Kathy Romain, the executive director of the center, said due to COVID-19 they opted for a takeout meal out of an abundance of caution rather than having seniors dine in this holiday.
“We didn’t want to do 200 people here,” she said. “This age group is more susceptible.”
Hilcorp Alaska donated $2,500 to make the holiday dinner happen, Romain said, which made around 300 individual meals.
“For many, this is their Thanksgiving dinner,” Romain said.
Kitchen volunteers and staff came in between 4 a.m. and 8:30 a.m. Tuesday to prepare the meal, which was then bagged in an assembly-line style later in the morning. One senior even enlisted her four great-grandchildren to help pack and distribute meals.
Missy Bailey, who has been cooking at the Kenai Senior Center for about 20 years now, said the Thanksgiving meal was quite the process.
“Sunday was the stuffing day.

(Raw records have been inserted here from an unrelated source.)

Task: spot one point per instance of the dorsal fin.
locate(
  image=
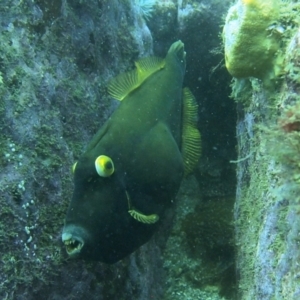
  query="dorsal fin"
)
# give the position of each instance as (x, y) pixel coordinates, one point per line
(191, 138)
(120, 86)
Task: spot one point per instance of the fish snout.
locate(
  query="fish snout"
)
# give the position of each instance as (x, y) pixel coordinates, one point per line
(74, 239)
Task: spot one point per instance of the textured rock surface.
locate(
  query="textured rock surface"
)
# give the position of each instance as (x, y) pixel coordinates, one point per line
(267, 205)
(55, 60)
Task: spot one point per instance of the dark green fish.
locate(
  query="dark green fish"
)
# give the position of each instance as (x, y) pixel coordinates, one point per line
(132, 168)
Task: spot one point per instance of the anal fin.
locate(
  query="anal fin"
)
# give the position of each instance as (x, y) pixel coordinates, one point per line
(191, 138)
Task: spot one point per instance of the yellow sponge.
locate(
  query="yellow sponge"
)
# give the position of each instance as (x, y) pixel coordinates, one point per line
(250, 43)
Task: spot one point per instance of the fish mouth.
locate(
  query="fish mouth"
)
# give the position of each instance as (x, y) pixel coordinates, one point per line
(73, 244)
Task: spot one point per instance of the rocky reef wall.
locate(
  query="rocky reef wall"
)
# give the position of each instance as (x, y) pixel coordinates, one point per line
(267, 222)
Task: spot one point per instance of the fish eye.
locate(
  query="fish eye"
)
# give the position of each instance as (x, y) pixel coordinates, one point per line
(74, 167)
(104, 166)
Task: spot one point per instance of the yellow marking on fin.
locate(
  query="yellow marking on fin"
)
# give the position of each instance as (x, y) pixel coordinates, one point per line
(150, 219)
(120, 86)
(191, 138)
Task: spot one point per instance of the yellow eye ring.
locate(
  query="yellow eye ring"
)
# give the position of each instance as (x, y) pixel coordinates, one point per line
(104, 166)
(74, 167)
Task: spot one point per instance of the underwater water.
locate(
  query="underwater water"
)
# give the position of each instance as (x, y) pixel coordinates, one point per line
(149, 149)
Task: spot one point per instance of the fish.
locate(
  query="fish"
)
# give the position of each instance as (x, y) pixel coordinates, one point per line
(132, 168)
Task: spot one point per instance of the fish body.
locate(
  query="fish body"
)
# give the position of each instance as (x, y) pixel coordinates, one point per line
(138, 155)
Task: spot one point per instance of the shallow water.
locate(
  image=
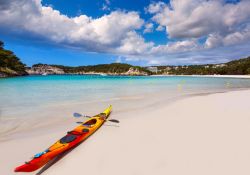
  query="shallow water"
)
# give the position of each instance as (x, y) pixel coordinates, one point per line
(34, 101)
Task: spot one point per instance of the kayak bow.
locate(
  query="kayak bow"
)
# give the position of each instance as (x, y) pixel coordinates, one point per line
(73, 138)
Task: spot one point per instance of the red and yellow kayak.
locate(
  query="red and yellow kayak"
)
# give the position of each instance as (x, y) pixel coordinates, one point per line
(73, 138)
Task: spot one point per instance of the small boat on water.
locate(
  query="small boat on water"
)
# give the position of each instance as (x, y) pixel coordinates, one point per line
(103, 74)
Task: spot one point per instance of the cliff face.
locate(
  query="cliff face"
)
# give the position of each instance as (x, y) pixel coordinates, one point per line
(44, 69)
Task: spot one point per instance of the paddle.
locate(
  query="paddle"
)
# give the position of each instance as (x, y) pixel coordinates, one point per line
(77, 115)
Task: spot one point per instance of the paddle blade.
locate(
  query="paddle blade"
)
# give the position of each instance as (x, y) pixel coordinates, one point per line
(114, 120)
(77, 115)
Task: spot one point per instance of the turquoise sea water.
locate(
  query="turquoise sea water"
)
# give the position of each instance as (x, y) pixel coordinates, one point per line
(23, 98)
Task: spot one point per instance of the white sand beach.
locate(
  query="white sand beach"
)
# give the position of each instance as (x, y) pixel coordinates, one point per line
(197, 135)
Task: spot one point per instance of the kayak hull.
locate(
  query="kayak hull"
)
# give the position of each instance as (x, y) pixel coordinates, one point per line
(72, 139)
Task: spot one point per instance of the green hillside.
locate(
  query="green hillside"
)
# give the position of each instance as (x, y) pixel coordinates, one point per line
(10, 64)
(236, 67)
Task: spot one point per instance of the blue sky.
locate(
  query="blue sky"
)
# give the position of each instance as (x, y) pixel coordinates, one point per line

Monday was opening all the cans of green beans and putting in … 16 turkeys. We baked pies yesterday,” Bailey said.
On Tuesday morning she made the mashed potatoes, and had help with the cranberry relish salad and Jell-O.
Bailey said everything ran smoothly, and gave special recognition to the volunteers.
“It’s a wonderful thing; I couldn’t do it (alone),” she said.
Cheryl Hamann, one of the volunteers bagging meals on Tuesday, said she was glad to be able to serve the seniors even under the circumstances.
“As you get older … you lose your loved ones and life gets in the way sometimes,” she said. “And to be able to have a Thanksgiving meal and to be able to enjoy it and have that camaraderie is very important.”
Visiting her mom’s senior facility in Michigan has given Hamann a new perspective on how the elderly live.
“I would go home every year to spend time with her, and I realized … family, Thanksgiving meals (and) friends are important to seniors,” she said. “And you don’t think about that … when you’re my age.”
An inviting environment for the community’s seniors, Hamann said, makes a real difference.
“We’ll go out of our way to make them feel comfortable here and provide different things for them to do, especially in the wintertime,” she said.
Senior centers on the central peninsula have reported their members have felt especially isolated during the pandemic.
The Kenai center has been preparing takeout meals for most of the pandemic, and even has been able to deliver food straight to members’ doorsteps.
Hamann has been involved at the center since August, and said she’s enjoyed getting to know the seniors who frequent the facility.
“They love to talk and visit and share,” she said. “You take life for granted sometimes and we forget, especially with everything that’s gone on the past couple years, to be thankful for what we have.”